Making a big IMPAC - the shortlist for this year's prize is eclectic as ever
There are writers on the shortlist for this year's International IMPAC Dublin Literary Award who will be unknown to most people, but then that's always been the way with a prize that ranges throughout the world for worthy candidates and that embraces books in many languages - so long as they've been translated into English.
Indeed some of the eventual winners over the past 19 years will have been unfamiliar (and possibly remain so) even to those alert readers who pride themselves on keeping up with literary trends.
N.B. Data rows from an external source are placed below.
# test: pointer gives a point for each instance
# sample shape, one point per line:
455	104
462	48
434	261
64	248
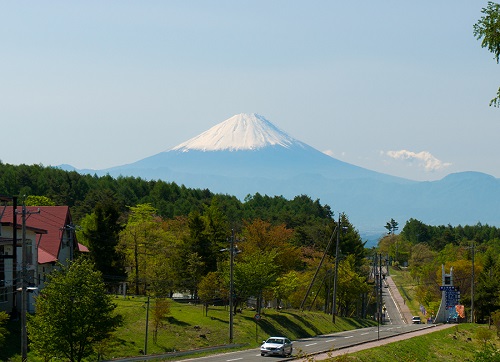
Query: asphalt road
320	344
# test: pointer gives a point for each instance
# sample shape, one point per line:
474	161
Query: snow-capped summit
240	132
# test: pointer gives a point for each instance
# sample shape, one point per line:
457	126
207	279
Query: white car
416	320
279	346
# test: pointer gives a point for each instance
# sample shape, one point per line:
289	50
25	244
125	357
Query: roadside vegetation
160	240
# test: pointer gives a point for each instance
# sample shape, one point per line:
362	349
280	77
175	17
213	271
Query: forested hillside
473	251
164	238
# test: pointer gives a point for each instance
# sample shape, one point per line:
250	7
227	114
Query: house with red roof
50	241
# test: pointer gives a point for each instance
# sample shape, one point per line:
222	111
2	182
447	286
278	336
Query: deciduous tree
488	29
73	313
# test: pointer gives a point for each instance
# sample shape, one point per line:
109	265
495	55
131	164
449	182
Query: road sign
447	287
452	298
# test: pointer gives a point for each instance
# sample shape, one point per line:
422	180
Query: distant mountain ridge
247	154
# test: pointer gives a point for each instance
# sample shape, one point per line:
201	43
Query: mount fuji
247	154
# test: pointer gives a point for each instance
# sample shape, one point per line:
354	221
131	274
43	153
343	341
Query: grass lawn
187	327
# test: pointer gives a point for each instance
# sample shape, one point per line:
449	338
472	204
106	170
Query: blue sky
394	86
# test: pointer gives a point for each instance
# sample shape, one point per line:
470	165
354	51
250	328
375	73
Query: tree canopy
488	29
73	313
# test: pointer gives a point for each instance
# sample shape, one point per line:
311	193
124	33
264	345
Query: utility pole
472	286
231	286
380	288
24	284
147	328
334	305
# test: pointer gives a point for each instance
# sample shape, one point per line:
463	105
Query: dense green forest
473	251
163	238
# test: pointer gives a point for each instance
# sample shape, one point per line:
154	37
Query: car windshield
275	340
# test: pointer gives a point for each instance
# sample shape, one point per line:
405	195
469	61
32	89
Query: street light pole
231	286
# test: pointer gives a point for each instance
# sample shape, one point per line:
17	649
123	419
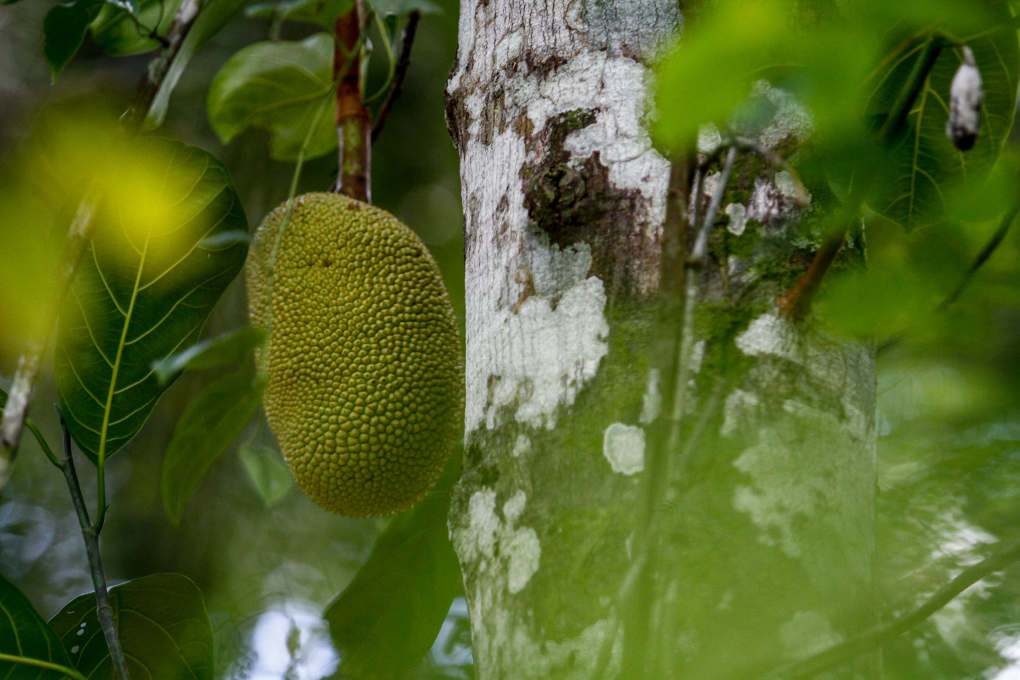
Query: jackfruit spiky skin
364	362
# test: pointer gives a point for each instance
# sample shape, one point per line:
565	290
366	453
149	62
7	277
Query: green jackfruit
364	362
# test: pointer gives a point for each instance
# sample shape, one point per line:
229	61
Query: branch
79	236
104	611
403	62
353	120
160	64
796	303
877	636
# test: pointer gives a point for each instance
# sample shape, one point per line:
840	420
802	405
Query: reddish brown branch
796	302
400	72
353	120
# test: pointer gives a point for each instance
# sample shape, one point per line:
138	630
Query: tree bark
641	497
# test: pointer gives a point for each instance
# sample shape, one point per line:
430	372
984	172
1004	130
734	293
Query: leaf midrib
120	348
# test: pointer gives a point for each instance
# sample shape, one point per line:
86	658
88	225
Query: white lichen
623	447
737	218
521	446
807	633
740	412
651	401
513	553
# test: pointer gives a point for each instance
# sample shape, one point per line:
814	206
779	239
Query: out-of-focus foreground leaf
211	422
63	31
162	624
268	472
144	288
24	634
281	87
230	348
920	171
379	635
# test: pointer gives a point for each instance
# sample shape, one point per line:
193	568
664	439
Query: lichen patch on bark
623	447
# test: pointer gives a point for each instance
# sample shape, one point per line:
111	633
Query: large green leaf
379	635
119	34
281	87
925	166
63	31
209	425
23	634
143	291
162	624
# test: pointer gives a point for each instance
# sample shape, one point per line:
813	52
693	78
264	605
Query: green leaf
24	634
63	32
282	87
268	472
162	624
118	34
926	165
212	17
322	12
230	348
144	288
386	7
210	424
376	634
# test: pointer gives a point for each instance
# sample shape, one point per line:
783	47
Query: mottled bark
757	531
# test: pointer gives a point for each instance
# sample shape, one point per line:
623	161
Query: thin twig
353	120
403	62
801	196
104	611
844	651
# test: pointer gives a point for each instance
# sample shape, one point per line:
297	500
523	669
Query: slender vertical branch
403	62
354	123
160	64
104	611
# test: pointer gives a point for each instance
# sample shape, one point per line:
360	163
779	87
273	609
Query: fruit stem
354	123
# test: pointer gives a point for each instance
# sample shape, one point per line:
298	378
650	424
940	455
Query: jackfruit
364	364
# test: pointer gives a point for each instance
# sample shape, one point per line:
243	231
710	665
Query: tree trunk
656	484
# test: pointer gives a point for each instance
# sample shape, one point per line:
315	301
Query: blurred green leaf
926	165
119	33
322	12
268	472
212	17
210	424
63	32
376	634
386	7
228	348
23	633
162	624
144	289
282	87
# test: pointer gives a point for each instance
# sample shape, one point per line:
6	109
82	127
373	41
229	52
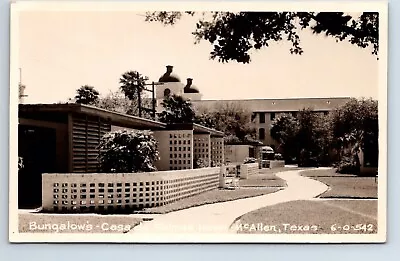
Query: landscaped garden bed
312	217
344	185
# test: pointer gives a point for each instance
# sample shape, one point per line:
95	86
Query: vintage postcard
198	122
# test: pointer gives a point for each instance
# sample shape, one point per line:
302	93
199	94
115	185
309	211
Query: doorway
37	147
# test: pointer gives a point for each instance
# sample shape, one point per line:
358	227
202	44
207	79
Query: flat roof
277	105
199	129
122	119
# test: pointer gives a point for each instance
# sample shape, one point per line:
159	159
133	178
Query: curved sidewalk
218	217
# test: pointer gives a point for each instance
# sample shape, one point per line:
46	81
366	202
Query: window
262	117
261	133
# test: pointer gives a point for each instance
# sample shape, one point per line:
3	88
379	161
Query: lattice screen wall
175	148
86	134
201	147
107	191
217	150
180	150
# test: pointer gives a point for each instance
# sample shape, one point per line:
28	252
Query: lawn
312	217
344	185
75	223
210	197
266	178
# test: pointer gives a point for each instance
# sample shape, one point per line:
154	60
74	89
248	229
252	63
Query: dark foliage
234	35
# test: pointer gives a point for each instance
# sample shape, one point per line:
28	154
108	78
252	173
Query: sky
61	51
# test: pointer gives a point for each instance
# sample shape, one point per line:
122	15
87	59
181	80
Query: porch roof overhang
120	119
197	129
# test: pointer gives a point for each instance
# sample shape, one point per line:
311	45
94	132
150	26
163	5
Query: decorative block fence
276	164
107	191
248	169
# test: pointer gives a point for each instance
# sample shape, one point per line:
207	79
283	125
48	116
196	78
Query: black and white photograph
179	122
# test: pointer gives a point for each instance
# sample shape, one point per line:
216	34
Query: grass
313	217
210	197
266	178
344	185
73	223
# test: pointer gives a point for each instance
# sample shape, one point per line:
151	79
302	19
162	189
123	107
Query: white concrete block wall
105	191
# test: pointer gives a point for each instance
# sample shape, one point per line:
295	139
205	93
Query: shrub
249	160
348	165
128	151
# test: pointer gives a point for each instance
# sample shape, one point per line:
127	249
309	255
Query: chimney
169	69
189	82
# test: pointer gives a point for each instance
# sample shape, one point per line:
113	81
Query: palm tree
87	95
132	84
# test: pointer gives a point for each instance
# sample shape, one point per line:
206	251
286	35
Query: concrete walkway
217	218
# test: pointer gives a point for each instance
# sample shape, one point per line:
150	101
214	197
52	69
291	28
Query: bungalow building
64	138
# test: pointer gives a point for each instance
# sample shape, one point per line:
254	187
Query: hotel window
261	133
262	117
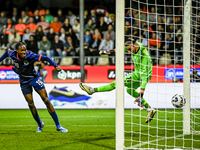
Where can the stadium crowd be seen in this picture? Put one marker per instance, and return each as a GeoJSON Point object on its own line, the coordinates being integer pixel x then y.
{"type": "Point", "coordinates": [157, 27]}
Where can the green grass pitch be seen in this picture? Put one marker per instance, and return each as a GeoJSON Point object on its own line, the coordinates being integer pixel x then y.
{"type": "Point", "coordinates": [92, 129]}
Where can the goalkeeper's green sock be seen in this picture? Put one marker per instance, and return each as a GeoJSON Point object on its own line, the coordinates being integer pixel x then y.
{"type": "Point", "coordinates": [135, 94]}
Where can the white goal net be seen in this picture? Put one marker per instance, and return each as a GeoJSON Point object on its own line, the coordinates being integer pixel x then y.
{"type": "Point", "coordinates": [170, 30]}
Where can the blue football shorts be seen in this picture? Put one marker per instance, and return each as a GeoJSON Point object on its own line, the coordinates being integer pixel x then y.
{"type": "Point", "coordinates": [26, 84]}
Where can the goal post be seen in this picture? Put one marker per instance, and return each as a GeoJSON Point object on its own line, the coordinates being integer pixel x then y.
{"type": "Point", "coordinates": [119, 113]}
{"type": "Point", "coordinates": [186, 66]}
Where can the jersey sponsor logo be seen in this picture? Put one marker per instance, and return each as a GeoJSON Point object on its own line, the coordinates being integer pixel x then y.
{"type": "Point", "coordinates": [71, 74]}
{"type": "Point", "coordinates": [26, 62]}
{"type": "Point", "coordinates": [112, 75]}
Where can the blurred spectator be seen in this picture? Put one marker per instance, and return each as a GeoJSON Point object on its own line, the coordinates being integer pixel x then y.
{"type": "Point", "coordinates": [20, 27]}
{"type": "Point", "coordinates": [71, 17]}
{"type": "Point", "coordinates": [89, 26]}
{"type": "Point", "coordinates": [4, 39]}
{"type": "Point", "coordinates": [93, 16]}
{"type": "Point", "coordinates": [45, 47]}
{"type": "Point", "coordinates": [3, 20]}
{"type": "Point", "coordinates": [14, 18]}
{"type": "Point", "coordinates": [76, 28]}
{"type": "Point", "coordinates": [48, 16]}
{"type": "Point", "coordinates": [55, 25]}
{"type": "Point", "coordinates": [32, 45]}
{"type": "Point", "coordinates": [66, 25]}
{"type": "Point", "coordinates": [69, 49]}
{"type": "Point", "coordinates": [27, 35]}
{"type": "Point", "coordinates": [32, 26]}
{"type": "Point", "coordinates": [154, 45]}
{"type": "Point", "coordinates": [57, 46]}
{"type": "Point", "coordinates": [51, 35]}
{"type": "Point", "coordinates": [45, 25]}
{"type": "Point", "coordinates": [109, 32]}
{"type": "Point", "coordinates": [25, 17]}
{"type": "Point", "coordinates": [60, 16]}
{"type": "Point", "coordinates": [141, 16]}
{"type": "Point", "coordinates": [142, 40]}
{"type": "Point", "coordinates": [129, 16]}
{"type": "Point", "coordinates": [86, 17]}
{"type": "Point", "coordinates": [39, 34]}
{"type": "Point", "coordinates": [107, 18]}
{"type": "Point", "coordinates": [36, 16]}
{"type": "Point", "coordinates": [113, 21]}
{"type": "Point", "coordinates": [62, 35]}
{"type": "Point", "coordinates": [194, 77]}
{"type": "Point", "coordinates": [87, 39]}
{"type": "Point", "coordinates": [101, 25]}
{"type": "Point", "coordinates": [9, 26]}
{"type": "Point", "coordinates": [13, 38]}
{"type": "Point", "coordinates": [107, 43]}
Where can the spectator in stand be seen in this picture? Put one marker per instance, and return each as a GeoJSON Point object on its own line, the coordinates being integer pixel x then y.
{"type": "Point", "coordinates": [154, 45]}
{"type": "Point", "coordinates": [66, 25]}
{"type": "Point", "coordinates": [39, 34]}
{"type": "Point", "coordinates": [69, 48]}
{"type": "Point", "coordinates": [48, 16]}
{"type": "Point", "coordinates": [74, 38]}
{"type": "Point", "coordinates": [76, 28]}
{"type": "Point", "coordinates": [71, 17]}
{"type": "Point", "coordinates": [13, 38]}
{"type": "Point", "coordinates": [86, 17]}
{"type": "Point", "coordinates": [9, 26]}
{"type": "Point", "coordinates": [36, 16]}
{"type": "Point", "coordinates": [141, 16]}
{"type": "Point", "coordinates": [113, 21]}
{"type": "Point", "coordinates": [14, 17]}
{"type": "Point", "coordinates": [45, 25]}
{"type": "Point", "coordinates": [25, 17]}
{"type": "Point", "coordinates": [87, 39]}
{"type": "Point", "coordinates": [20, 27]}
{"type": "Point", "coordinates": [101, 25]}
{"type": "Point", "coordinates": [109, 32]}
{"type": "Point", "coordinates": [93, 49]}
{"type": "Point", "coordinates": [93, 16]}
{"type": "Point", "coordinates": [32, 45]}
{"type": "Point", "coordinates": [26, 36]}
{"type": "Point", "coordinates": [55, 25]}
{"type": "Point", "coordinates": [3, 20]}
{"type": "Point", "coordinates": [62, 35]}
{"type": "Point", "coordinates": [4, 40]}
{"type": "Point", "coordinates": [45, 47]}
{"type": "Point", "coordinates": [60, 16]}
{"type": "Point", "coordinates": [89, 26]}
{"type": "Point", "coordinates": [107, 18]}
{"type": "Point", "coordinates": [129, 16]}
{"type": "Point", "coordinates": [32, 26]}
{"type": "Point", "coordinates": [51, 35]}
{"type": "Point", "coordinates": [57, 46]}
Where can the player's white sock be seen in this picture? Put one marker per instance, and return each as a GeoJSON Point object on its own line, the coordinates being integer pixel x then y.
{"type": "Point", "coordinates": [92, 90]}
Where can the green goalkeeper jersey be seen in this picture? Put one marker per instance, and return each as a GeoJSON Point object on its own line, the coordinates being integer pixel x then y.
{"type": "Point", "coordinates": [143, 64]}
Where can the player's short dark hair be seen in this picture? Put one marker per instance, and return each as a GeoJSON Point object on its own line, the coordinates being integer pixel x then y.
{"type": "Point", "coordinates": [17, 46]}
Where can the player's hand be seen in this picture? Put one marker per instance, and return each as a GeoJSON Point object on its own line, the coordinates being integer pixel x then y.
{"type": "Point", "coordinates": [104, 51]}
{"type": "Point", "coordinates": [58, 69]}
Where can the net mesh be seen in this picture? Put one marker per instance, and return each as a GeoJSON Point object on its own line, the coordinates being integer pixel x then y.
{"type": "Point", "coordinates": [158, 25]}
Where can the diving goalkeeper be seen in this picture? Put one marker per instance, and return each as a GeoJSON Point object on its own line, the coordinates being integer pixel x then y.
{"type": "Point", "coordinates": [139, 78]}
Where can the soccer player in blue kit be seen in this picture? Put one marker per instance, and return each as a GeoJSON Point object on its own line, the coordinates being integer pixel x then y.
{"type": "Point", "coordinates": [24, 67]}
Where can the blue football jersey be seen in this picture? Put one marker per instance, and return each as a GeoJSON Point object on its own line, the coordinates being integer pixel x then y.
{"type": "Point", "coordinates": [24, 67]}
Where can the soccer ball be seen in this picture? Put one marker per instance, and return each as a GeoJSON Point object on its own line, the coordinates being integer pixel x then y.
{"type": "Point", "coordinates": [178, 101]}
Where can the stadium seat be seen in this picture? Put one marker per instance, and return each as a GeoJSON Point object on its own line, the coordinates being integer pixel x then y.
{"type": "Point", "coordinates": [66, 61]}
{"type": "Point", "coordinates": [103, 60]}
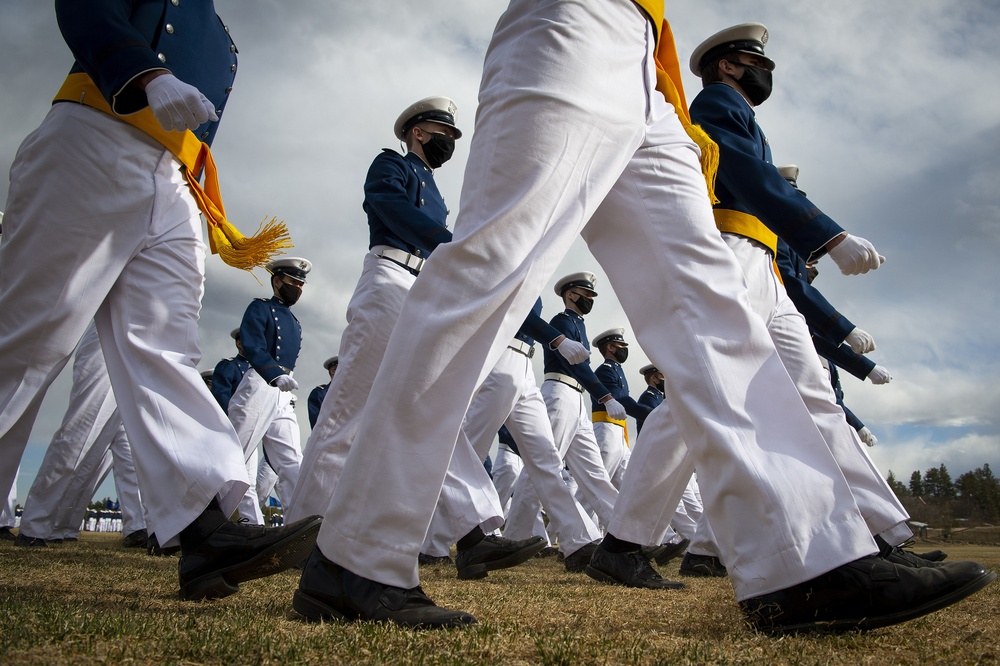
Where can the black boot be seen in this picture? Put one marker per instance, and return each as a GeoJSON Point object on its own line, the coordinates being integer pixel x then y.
{"type": "Point", "coordinates": [216, 556]}
{"type": "Point", "coordinates": [328, 591]}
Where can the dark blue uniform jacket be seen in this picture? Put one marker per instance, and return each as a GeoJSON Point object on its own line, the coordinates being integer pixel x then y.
{"type": "Point", "coordinates": [115, 40]}
{"type": "Point", "coordinates": [271, 337]}
{"type": "Point", "coordinates": [405, 209]}
{"type": "Point", "coordinates": [749, 183]}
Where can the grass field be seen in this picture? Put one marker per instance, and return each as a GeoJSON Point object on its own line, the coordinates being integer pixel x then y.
{"type": "Point", "coordinates": [96, 602]}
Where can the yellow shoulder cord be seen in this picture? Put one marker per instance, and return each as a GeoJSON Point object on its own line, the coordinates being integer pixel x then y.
{"type": "Point", "coordinates": [668, 82]}
{"type": "Point", "coordinates": [224, 239]}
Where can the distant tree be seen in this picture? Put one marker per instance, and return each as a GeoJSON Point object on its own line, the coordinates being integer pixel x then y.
{"type": "Point", "coordinates": [898, 487]}
{"type": "Point", "coordinates": [980, 489]}
{"type": "Point", "coordinates": [937, 483]}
David Malouf was an obscure name when he won the inaugural award in 1996 for Remembering Babylon and he's hardly a household name today. Nor are such more recent winners as Tahar Ben Jelloun, Rawi Hage, Gerbrand Bakker or Juan Gabriel Vasquez.
No doubt it's for this reason that the award generates less brouhaha than the Man Booker prize, where slavish British media outlets make headlines over its competing English-language frontrunners and express shock and awe at those famous novelists who haven't made the shortlist cut.
Yet if the IMPAC award doesn't inspire such media frenzy, it's certainly made its presence felt, not least over the €100,000 it gives to the winner - twice that of the Man Booker. This amount struck many as excessive when the award was inaugurated 20 years ago, as if Dublin City Council and productivity company IMPAC were intent on riding the burgeoning Celtic Tiger and on demonstrating that size really is everything.
Indeed, there were commentators who argued that those in charge would have been better off dividing the prize into a number of categories, in the manner of the Whitbread/Costa awards, and giving four winners €25,000 each - an impressive amount by anyone's standards. But that was not to be and the prize defiantly remains as it was conceived.
And through nominations by libraries throughout the world, it has certainly highlighted the work of writers who otherwise might have languished in obscurity. And in the process it has recognised the talent of two future Nobel laureates - Herta Muller, who won in 1998 for The Land of Green Plums, and Orhan Pamuk, winner in 2003 for My Name is Red.
Equally striking is the number of renowned writers who were shortlisted for the prize but never won. These include John Banville, Sebastian Barry, VS Naipaul, Margaret Atwood, Don DeLillo, Ian McEwan, Toni Morrison, Philip Roth, John McGahern, William Trevor and Salman Rushdie.
Three Irish writers have proved successful: Colm Toibin in 2006 for The Master; Colum McCann in 2011 for Let the Great World Spin (which also won the prestigious National Book Award in America), and Kevin Barry two years ago for his first novel, City of Bohane. And McCann is being considered again this year for TransAtlantic.
It can safely be said, though, that most readers in this country won't be acquainted with some other of this year's 10 nominees, who hail from England, Australia, Brazil, Nigeria, Morocco, the United States and Russia.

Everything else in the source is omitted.